Mañana me gustaría entrevistarte para el blog, le comenté (unas horas después la idea quedó confirmada en un WhatsApp que a continuación resumo). Propongo quedar en un sitio discreto, bajo la estatua del oso y madroño en la Puerta del Sol, punto cardinal desde el que podemos tomar cualquier dirección, conozco una tetería, cerca ya de Atocha, donde si hay suerte nos hacen la danza del vientre. No lleves ningún envoltorio de plástico encima, te cachearé para comprobarlo. No fue allí donde por fin nos encontramos y mientras divisaba su inconfundible físico me pareció contemplarle pensativo entre un plato de patatas fritas y el postre de su reciente jubilación. Ahí estaba y yo iba dispuesto a darle una paliza pero su abrazo de oso pidiéndome disculpas definitivamente me desarmó. Decidí a continuación exponerle parte del guión de la entrevista para de esa manera mantener su atención. La cervecería Santa Bárbara estaba tan repleta de gente que no era raro ver cómo los camareros (uniformados con su tradicional chaqueta, camisa blanca y corbata negra) tropezaban unos contra otros a lo largo del estrecho pasillo central. Los grandes espejos de las paredes reflejaban una decoración más del gusto del XIX, dominaba el color rojo tiziano sobre el terciopelo de unas butacas ya algo desgastadas, la luz del local se enroscaba en la caracola blanca y dorada de las antiguas escaleras austro-húngaras.

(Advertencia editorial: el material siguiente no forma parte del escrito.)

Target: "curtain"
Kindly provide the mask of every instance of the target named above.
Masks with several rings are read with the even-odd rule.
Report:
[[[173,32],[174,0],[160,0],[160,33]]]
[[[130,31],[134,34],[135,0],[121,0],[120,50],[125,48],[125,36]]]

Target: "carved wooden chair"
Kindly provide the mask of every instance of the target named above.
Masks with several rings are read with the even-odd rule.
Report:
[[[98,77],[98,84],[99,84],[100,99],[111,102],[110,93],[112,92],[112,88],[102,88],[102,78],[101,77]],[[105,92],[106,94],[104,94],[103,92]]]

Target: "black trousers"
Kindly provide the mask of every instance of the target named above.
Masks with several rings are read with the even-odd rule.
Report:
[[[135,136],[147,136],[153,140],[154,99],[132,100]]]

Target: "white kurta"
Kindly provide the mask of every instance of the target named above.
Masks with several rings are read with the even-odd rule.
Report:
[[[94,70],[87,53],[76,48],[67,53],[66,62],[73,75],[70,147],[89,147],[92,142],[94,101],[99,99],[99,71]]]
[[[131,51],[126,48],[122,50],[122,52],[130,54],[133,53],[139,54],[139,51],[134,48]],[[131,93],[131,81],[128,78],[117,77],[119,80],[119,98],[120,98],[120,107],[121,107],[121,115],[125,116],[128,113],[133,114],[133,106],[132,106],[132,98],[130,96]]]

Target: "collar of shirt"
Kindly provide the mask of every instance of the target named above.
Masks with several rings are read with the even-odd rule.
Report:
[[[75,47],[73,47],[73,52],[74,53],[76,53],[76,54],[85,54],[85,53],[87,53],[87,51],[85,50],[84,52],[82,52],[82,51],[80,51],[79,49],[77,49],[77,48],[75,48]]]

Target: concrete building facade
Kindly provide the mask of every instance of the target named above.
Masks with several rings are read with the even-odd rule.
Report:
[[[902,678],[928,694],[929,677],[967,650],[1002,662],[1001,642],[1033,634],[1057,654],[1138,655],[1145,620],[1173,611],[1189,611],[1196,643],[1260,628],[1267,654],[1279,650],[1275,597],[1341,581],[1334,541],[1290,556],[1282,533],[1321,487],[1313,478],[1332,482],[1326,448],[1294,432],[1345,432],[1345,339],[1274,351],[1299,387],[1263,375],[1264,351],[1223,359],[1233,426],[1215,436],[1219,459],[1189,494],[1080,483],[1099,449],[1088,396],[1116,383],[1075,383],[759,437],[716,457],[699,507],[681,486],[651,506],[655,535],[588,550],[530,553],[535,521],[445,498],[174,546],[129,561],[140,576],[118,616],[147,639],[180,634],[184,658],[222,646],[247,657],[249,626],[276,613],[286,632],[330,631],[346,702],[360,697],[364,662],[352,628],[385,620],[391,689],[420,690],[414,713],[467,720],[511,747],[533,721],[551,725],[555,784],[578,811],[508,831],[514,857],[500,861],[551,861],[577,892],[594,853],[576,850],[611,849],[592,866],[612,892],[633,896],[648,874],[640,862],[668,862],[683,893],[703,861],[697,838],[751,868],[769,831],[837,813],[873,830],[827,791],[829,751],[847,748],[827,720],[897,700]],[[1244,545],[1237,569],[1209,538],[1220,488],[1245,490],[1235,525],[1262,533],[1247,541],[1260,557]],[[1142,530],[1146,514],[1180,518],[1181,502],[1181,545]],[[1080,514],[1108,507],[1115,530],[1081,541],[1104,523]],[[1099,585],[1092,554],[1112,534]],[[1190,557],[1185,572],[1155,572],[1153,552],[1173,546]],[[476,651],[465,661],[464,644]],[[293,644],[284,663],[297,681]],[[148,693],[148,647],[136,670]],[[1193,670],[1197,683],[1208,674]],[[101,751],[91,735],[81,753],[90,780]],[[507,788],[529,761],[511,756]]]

Algunos aseguran que hubo un tiempo en que los hombres se miraban a los ojos y se entendían, así, por las buenas, sin palabras, pero el inspector Martínez pensaba que eso debió ocurrir hace ya unos cuantos siglos; hoy la gente habla y habla para no decir nada, se esconden detrás de sus voces para disimular su ignorancia, como si fueran un escudo contra la caries mental. Encendió otro cigarrillo, tengo que dejar esta mierda, me está matando, masculló mientras tentaba con la lengua las llagas de su paladar superior. Y este hijo de puta, este que se cree que por tener un bar de moda ya está por encima del bien y del mal, cabronazo, no ayuda nada, con esa mirada de corcho podrido por el alcohol, nos niega lo que todos ansiamos saber ahora, nos oculta la única pista por la que posiblemente podamos averiguar algo. Los aros de humo del inspector Martínez salían a borbotones desde sus finos labios, las pequeñas ondas iniciales alcanzaban su máximo diámetro antes de llegar al techo, olió la nicotina impregnada entre sus dedos antes de atusarse la perilla, quiso carraspear pero le pareció fingido. Se acercó después a la bombona de agua colocada en una esquina del pasillo, la madre los parió, tampoco han repuesto los vasos hoy, y este idiota sigue ahí sentado, confiando salir en cuanto aparezca su abogado. Aspiró la última calada de su Lucky para aplastarlo a continuación en un repleto cenicero de cristal, el expediente seguía abierto encima de la mesa y allí se encontraba la fotografía.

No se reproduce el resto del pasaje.